In 2011, the 60 percent stake of UK’s Just-Eat in the then HungryZone was a major investment undertaken by the company. By now, we knew how the online food ordering industry worked.
Key learnings from running the company for more than 6 years
Umpteen things; it’s been a learning process all the way. And believe it or not, but we’re still learning new things every single day. That’s how we believe it should be as that’s how we aim to get better.
Your team – therein lies the key. In the initial stages of setting up a start-up like Just Eat, when your brand is not an established name in the market, the most difficult part is to attract qualified and willing people to run your business.
Another important thing which should not be missed out is to abide by the rules and regulations; I mean to say the ethics according to the laws of the land. Being a small company does not give one the liberty to compromise on work ethics or set rules; those need to be maintained come what may, over and above everything else. It happens very often that you’re engrossed in your work to such an extent that you tend to overlook such aspects as minor issues; you couldn’t be making a bigger mistake than this and it could harm you in the long run.
Another thing I learnt is that ideas alone don’t work - anyone can have ideas. It’s their timely execution which ultimately leads to ideas taking shape. And for that you need planning, re-planning and re-re-planning, interspersed with several trial and error sequences, testing and re-testing processes, till you hit the right formula. But let me tell you, there is no single unique formula that will work for you in each and every situation. What works at one place will probably fail in another area; what worked 3 years back may be a disaster if replicated in the present time.

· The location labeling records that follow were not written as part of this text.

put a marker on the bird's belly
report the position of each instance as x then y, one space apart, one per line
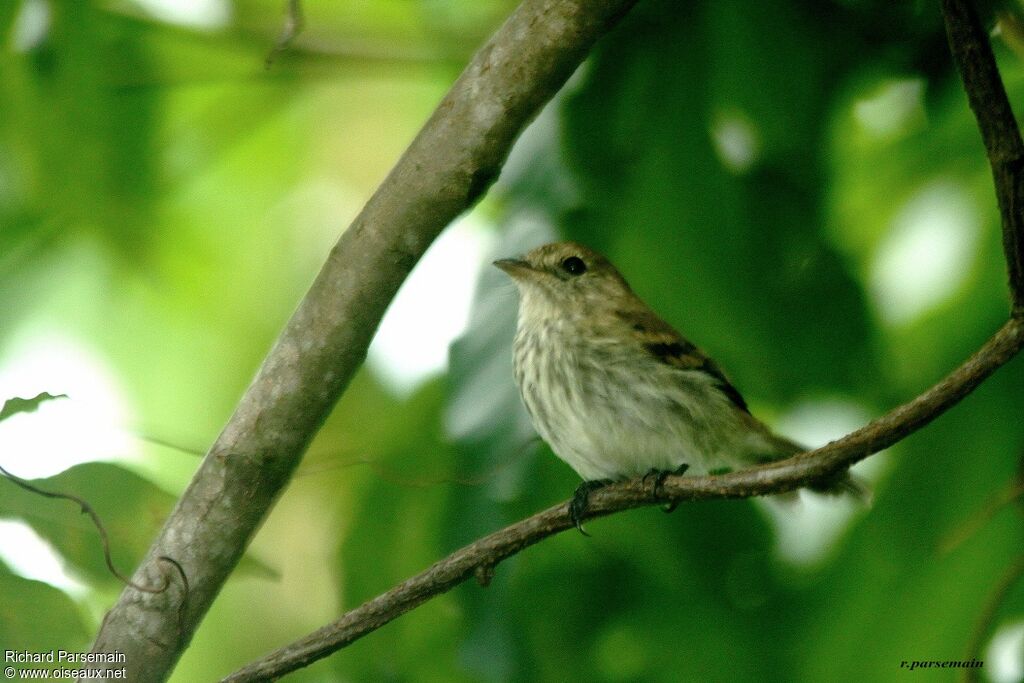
615 427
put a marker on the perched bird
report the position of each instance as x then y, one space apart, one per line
613 389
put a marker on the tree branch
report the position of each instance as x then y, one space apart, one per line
1006 152
985 92
453 160
481 556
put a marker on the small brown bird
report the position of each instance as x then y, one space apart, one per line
613 389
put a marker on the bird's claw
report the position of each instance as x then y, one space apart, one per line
578 506
659 477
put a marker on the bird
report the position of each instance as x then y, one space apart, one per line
615 391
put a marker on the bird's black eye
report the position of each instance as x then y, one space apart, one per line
573 265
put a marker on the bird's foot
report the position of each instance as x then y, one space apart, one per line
659 477
578 506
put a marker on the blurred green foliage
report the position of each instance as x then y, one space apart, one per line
164 202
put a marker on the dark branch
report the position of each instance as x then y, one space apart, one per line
482 555
987 619
974 58
104 540
451 163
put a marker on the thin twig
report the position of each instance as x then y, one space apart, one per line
484 554
294 23
988 614
973 54
1006 152
1007 495
103 538
452 162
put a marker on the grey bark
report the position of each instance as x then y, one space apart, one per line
455 158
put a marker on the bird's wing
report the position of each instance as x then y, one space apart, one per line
662 341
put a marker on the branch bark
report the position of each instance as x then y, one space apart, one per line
455 158
987 96
1006 152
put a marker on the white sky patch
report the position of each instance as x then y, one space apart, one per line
431 308
736 140
892 108
1005 659
31 25
927 255
84 427
806 530
194 13
30 556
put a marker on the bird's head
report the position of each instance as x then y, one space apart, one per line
565 279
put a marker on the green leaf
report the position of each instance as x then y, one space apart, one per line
15 406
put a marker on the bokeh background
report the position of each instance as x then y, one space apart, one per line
797 185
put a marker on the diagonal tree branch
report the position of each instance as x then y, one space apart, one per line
480 557
1006 152
987 96
455 158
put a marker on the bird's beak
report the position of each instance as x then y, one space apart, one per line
514 266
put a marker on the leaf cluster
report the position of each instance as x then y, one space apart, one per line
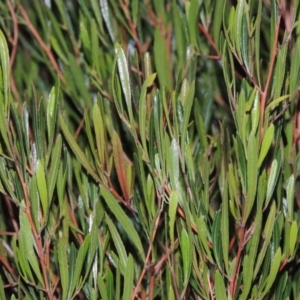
149 149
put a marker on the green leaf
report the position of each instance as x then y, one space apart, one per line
102 288
267 234
99 127
80 260
225 225
161 59
293 237
266 144
106 16
2 293
244 44
216 239
128 280
52 109
238 26
290 194
4 61
173 204
76 149
192 14
143 108
272 179
247 277
124 78
63 265
220 289
255 113
42 187
123 219
117 241
27 240
187 112
120 165
174 165
252 174
257 40
179 33
186 250
217 21
273 271
275 102
55 161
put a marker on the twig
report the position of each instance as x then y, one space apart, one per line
14 43
264 93
148 255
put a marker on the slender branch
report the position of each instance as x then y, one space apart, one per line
233 281
148 255
264 93
14 43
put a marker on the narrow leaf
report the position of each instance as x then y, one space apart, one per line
120 164
123 219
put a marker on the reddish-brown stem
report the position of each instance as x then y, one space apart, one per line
36 235
264 93
157 221
14 43
209 38
45 47
233 280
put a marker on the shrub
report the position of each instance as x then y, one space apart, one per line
149 149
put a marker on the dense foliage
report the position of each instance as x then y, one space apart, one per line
149 149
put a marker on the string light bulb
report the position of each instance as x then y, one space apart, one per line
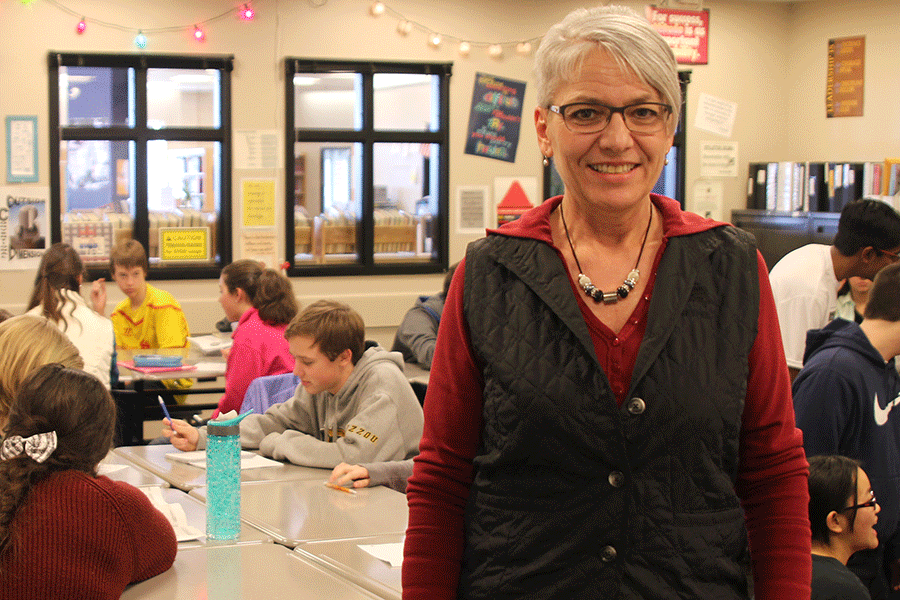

All this needs to be taken into account and I believe you get to learn a lot by experience and being hands-on yourself to get things done.
Coming to the financing/funding part, the popular misconception is that as soon as you begin a business, you need to start accumulating funds on a war footing. And here is where a great number of entrepreneurs go wrong. You should get to the funds part only when you deem it absolutely necessary, not right at the very beginning. The best way is to bootstrap – at least initially – till you begin getting concrete evidence that yes, your idea is working out as you had thought it would. Splurging initially in unnecessary areas needs to be avoided at all costs.
And last but not the least, here’s something exclusively for all you entrepreneurs and would-be entrepreneurs out there. As an entrepreneur yourself, it is imperative to step back from work once in a while to take a helicopter view of the company you’re running. Are things working out well? The activities that your team is carrying out, are they contributing positively to the goals you had set for your company initially? Is there any negative aspect that doesn’t seem too threatening at present but may loom into something big later on? What is that little thing you can put in that can give your company that little boost, that little edge to get ahead of others, which can help reap rich dividends in the future?
By personal experience, I can tell you that at any given time, there is lots of work to be done in a start-up. There’ll be this, that and the other, which will seem to you all important all at the same time. We refer to them as ‘fire-fighting activities’ that come up daily in start-ups! The challenge always is on balancing such urgent activities with the long term important strategic activities and for this, learning to say no and proper task prioritizations are a must.